Yaroslav Hunka, right, awaits the arrival of Ukrainian President Volodymyr Zelenskyy at the House of Commons in Ottawa on September 22, 2023. (Patrick Doyle/The Canadian Press)

Media later revealed that Hunka fought with the Waffen-SS Galicia Division, also known as the 14th SS Waffen Division and sometimes the Ukrainian First Division. The unit was made up of Ukrainian volunteers from Galicia and was under Nazi command.

“The President of Ukraine stood alongside the entire Canadian Parliament and applauded this man. How can anyone imagine that?” Putin told Carlson through a translator. Carlson posted the interview on X, formerly Twitter.

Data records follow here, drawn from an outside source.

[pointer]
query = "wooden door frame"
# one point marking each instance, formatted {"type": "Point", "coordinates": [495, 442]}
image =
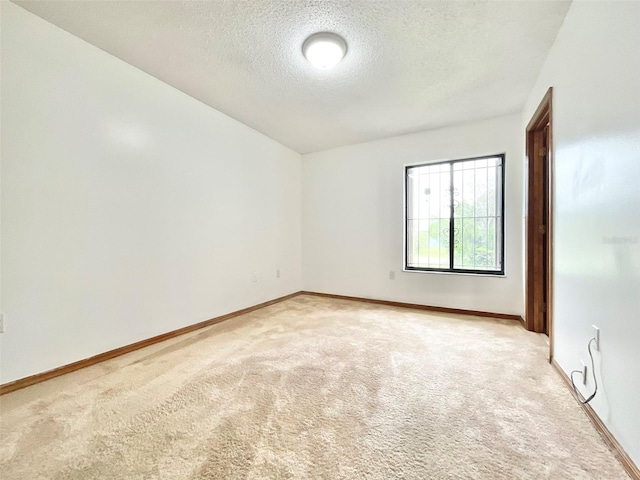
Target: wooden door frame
{"type": "Point", "coordinates": [541, 117]}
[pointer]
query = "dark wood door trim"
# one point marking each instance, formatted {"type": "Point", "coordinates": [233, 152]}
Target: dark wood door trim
{"type": "Point", "coordinates": [539, 221]}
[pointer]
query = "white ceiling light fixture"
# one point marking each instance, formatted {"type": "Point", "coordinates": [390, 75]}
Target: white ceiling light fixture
{"type": "Point", "coordinates": [324, 49]}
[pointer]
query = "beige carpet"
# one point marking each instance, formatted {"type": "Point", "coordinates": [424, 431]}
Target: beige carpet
{"type": "Point", "coordinates": [312, 388]}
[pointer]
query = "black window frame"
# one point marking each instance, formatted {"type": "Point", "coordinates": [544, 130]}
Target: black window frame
{"type": "Point", "coordinates": [451, 268]}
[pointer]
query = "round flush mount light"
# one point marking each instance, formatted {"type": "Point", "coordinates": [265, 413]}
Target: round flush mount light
{"type": "Point", "coordinates": [324, 50]}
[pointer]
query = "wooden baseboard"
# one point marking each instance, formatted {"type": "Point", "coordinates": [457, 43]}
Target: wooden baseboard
{"type": "Point", "coordinates": [458, 311]}
{"type": "Point", "coordinates": [604, 432]}
{"type": "Point", "coordinates": [56, 372]}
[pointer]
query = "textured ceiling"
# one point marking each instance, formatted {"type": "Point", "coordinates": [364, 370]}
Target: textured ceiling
{"type": "Point", "coordinates": [411, 65]}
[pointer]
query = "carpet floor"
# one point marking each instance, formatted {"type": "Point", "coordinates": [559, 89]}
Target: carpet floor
{"type": "Point", "coordinates": [312, 388]}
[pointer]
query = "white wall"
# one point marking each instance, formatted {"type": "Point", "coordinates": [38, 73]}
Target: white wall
{"type": "Point", "coordinates": [128, 208]}
{"type": "Point", "coordinates": [594, 68]}
{"type": "Point", "coordinates": [353, 218]}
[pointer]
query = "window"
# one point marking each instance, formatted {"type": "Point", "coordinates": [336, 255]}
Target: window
{"type": "Point", "coordinates": [454, 216]}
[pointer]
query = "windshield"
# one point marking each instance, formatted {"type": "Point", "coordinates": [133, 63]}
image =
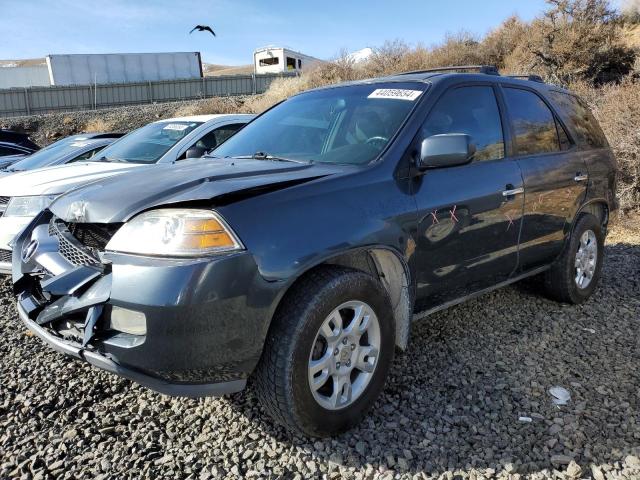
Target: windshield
{"type": "Point", "coordinates": [350, 124]}
{"type": "Point", "coordinates": [51, 153]}
{"type": "Point", "coordinates": [147, 144]}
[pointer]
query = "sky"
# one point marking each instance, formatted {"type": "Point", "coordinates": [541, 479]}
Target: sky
{"type": "Point", "coordinates": [36, 28]}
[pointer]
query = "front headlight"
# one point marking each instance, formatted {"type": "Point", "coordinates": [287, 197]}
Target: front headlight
{"type": "Point", "coordinates": [175, 232]}
{"type": "Point", "coordinates": [27, 206]}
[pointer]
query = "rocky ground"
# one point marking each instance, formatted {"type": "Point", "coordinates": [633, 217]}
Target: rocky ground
{"type": "Point", "coordinates": [451, 408]}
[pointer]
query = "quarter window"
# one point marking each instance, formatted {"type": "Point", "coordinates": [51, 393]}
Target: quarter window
{"type": "Point", "coordinates": [533, 123]}
{"type": "Point", "coordinates": [586, 127]}
{"type": "Point", "coordinates": [472, 111]}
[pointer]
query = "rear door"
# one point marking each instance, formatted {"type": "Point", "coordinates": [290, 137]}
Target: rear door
{"type": "Point", "coordinates": [555, 176]}
{"type": "Point", "coordinates": [469, 215]}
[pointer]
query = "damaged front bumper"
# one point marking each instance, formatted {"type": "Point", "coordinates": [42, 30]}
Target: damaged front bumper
{"type": "Point", "coordinates": [206, 319]}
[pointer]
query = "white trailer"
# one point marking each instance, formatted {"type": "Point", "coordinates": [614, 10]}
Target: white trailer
{"type": "Point", "coordinates": [274, 59]}
{"type": "Point", "coordinates": [23, 77]}
{"type": "Point", "coordinates": [81, 69]}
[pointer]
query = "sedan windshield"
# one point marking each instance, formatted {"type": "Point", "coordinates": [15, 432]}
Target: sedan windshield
{"type": "Point", "coordinates": [50, 154]}
{"type": "Point", "coordinates": [147, 144]}
{"type": "Point", "coordinates": [350, 124]}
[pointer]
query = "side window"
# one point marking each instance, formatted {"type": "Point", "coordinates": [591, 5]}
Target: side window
{"type": "Point", "coordinates": [218, 136]}
{"type": "Point", "coordinates": [533, 123]}
{"type": "Point", "coordinates": [473, 111]}
{"type": "Point", "coordinates": [579, 116]}
{"type": "Point", "coordinates": [225, 133]}
{"type": "Point", "coordinates": [215, 138]}
{"type": "Point", "coordinates": [565, 143]}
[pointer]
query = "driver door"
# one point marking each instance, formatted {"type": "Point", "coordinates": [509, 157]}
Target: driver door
{"type": "Point", "coordinates": [469, 216]}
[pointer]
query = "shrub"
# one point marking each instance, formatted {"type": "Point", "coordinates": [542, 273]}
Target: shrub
{"type": "Point", "coordinates": [616, 108]}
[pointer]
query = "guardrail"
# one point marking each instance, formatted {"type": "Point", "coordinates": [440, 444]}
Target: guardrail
{"type": "Point", "coordinates": [35, 100]}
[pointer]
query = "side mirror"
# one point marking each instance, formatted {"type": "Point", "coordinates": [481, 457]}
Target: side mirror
{"type": "Point", "coordinates": [195, 152]}
{"type": "Point", "coordinates": [446, 150]}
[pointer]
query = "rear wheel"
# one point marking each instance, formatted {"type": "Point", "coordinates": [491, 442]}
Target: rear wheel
{"type": "Point", "coordinates": [328, 352]}
{"type": "Point", "coordinates": [575, 275]}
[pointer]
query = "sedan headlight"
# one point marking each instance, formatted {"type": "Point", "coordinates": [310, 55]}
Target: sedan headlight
{"type": "Point", "coordinates": [28, 206]}
{"type": "Point", "coordinates": [175, 232]}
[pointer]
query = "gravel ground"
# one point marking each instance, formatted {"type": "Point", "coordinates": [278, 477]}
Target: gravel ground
{"type": "Point", "coordinates": [450, 409]}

While historians claim the men joined the unit during a period various reasons — including the desire to fight for Ukraine’s independence from the Soviet Union — the incident constituted a major diplomatic embarrassment for Canada.

Putin has repeatedly claimed that he is waging war against Ukraine in order to “denazify” the country and has threw himself into the Hunka affair to justify his argument in the past.

Western allies, including Canada, have consistently rejected these claims, calling Russia’s full-scale invasion a blatant violation of Ukraine’s sovereignty.

During the interview, Putin suggested that the Hunka affair had “been swept under the rug in Western countries,” despite widespread media coverage of the incident last fall.

The Russian president has significantly limited his contacts with international media since he launched the full-scale war in Ukraine in February 2022.

Tucker Carlson is seen appearing at an event in Las Vegas in November 2023.
Tucker Carlson was chosen for the interview because “he has a position that differs” from that of other English-speaking media, a Putin spokesperson said. (Ian Maule/Getty Images)

Western journalists were invited to Putin’s annual press conference in December – the first since the start of the war – but only two were given the chance to ask a question.

Putin’s spokesman Dmitry Peskov told reporters that Carlson was chosen for the interview because “he has a position that differs” from that of other English-speaking media.

Before his departure from Fox, Carlson repeatedly questioned the validity of U.S. support for Ukraine after the Russian invasion and speculated about why Americans are told to hate Putin so much. His comments were frequently broadcast in Russian state media.

Carlson’s trip comes as he aligns himself with former US President Donald Trump amid growing division within the Republican Party over Putin and the war in Ukraine. Trump has pushed to cut off aid to Ukraine, and the Republican majority controlling the House of Representatives has so far complied.